I'm a Harvard College graduate, and obviously an HBS alumnus, and I’ve supported the University in various ways over the years, but I don’t know Larry personally. I hoped he’d recognize my name—my sister in law, Tracy Palandjian (AB 1993, MBA 1997), served on the board of overseers. He responded to my email in about 10 minutes. It was very clear to me that he feels it’s very important to make voting easy throughout the Harvard community. After about five days of email conversations between us and other people in the University, they were on board and signed the pledge. I was very impressed with how quickly it came together and with Larry’s direct involvement. This was a huge honor, and also very validating for a University like Harvard—my alma mater—to support me in this effort. Harvard’s participation is also a real imprimatur for like institutions and employers such as Harvard teaching hospitals, other schools and colleges, and similar mission driven employers such as the Broad Institute or the Ford Foundation.
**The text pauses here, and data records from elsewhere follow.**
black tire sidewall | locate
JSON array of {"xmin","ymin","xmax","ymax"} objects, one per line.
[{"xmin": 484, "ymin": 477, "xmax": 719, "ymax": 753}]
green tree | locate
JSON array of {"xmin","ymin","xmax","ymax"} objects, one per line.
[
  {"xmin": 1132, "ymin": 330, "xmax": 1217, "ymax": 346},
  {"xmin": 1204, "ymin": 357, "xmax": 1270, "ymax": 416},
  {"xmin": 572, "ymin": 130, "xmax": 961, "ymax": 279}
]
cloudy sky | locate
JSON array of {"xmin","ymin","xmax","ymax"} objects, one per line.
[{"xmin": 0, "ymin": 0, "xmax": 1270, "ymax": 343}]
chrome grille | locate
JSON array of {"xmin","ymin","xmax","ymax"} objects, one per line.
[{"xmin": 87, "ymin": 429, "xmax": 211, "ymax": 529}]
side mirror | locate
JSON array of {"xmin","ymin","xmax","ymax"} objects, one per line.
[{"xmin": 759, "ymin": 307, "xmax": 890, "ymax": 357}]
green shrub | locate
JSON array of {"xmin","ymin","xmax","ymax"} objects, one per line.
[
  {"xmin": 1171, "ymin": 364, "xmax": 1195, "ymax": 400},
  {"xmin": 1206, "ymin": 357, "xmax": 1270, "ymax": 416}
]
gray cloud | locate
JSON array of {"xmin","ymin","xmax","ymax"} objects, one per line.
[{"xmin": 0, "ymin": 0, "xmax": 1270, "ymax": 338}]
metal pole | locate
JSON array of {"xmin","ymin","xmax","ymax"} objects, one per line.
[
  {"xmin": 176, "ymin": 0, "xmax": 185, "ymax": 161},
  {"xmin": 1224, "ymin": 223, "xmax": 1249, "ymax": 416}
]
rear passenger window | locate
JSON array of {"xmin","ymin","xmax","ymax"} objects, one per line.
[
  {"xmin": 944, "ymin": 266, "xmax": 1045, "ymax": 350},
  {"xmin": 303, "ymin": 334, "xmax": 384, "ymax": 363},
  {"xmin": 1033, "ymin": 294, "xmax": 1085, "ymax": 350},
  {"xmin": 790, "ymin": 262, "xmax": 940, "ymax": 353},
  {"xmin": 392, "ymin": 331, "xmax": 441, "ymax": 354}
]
What were some of your takeaways from talking with other business leaders about voting and democracy?
Every day brought more and more companies signing on. I was astounded by how easy it was. What it tells me is that corporations are looking to be better custodians of citizenship and more mindful of their employees’ rights and their needs. This is not a partisan issue, it’s an issue of citizenship.

What are your hopes and dreams for this initiative?
I didn't have the time to set up the initiative as a 501c4, but I plan to do that after the election. I’m looking into taking a more legislative approach to make voting day a state holiday. A federal holiday might be beyond me, or it might be something I aim for eight years out rather than four. I'm not going to stop with this.

Ultimately, I hope that this becomes a permanent approach. I'd like to get substantially more than 56 percent of the voting population to vote. I don't know precisely what a good number would be for our country, but wouldn't it feel right if 80 percent or more of us were voting? Ninety percent would be amazing, but 80 feels like a reasonable goal--that would feel like it’s actually capturing our country. My goal is to get to three million represented employees, and I think that's achievable. But four years from now we should get to 30 million, and with other such approaches we can get to 80 percent plus. It feels like we're heading in the right direction. I hope that a lot of organizations stay with this; I will stay with this.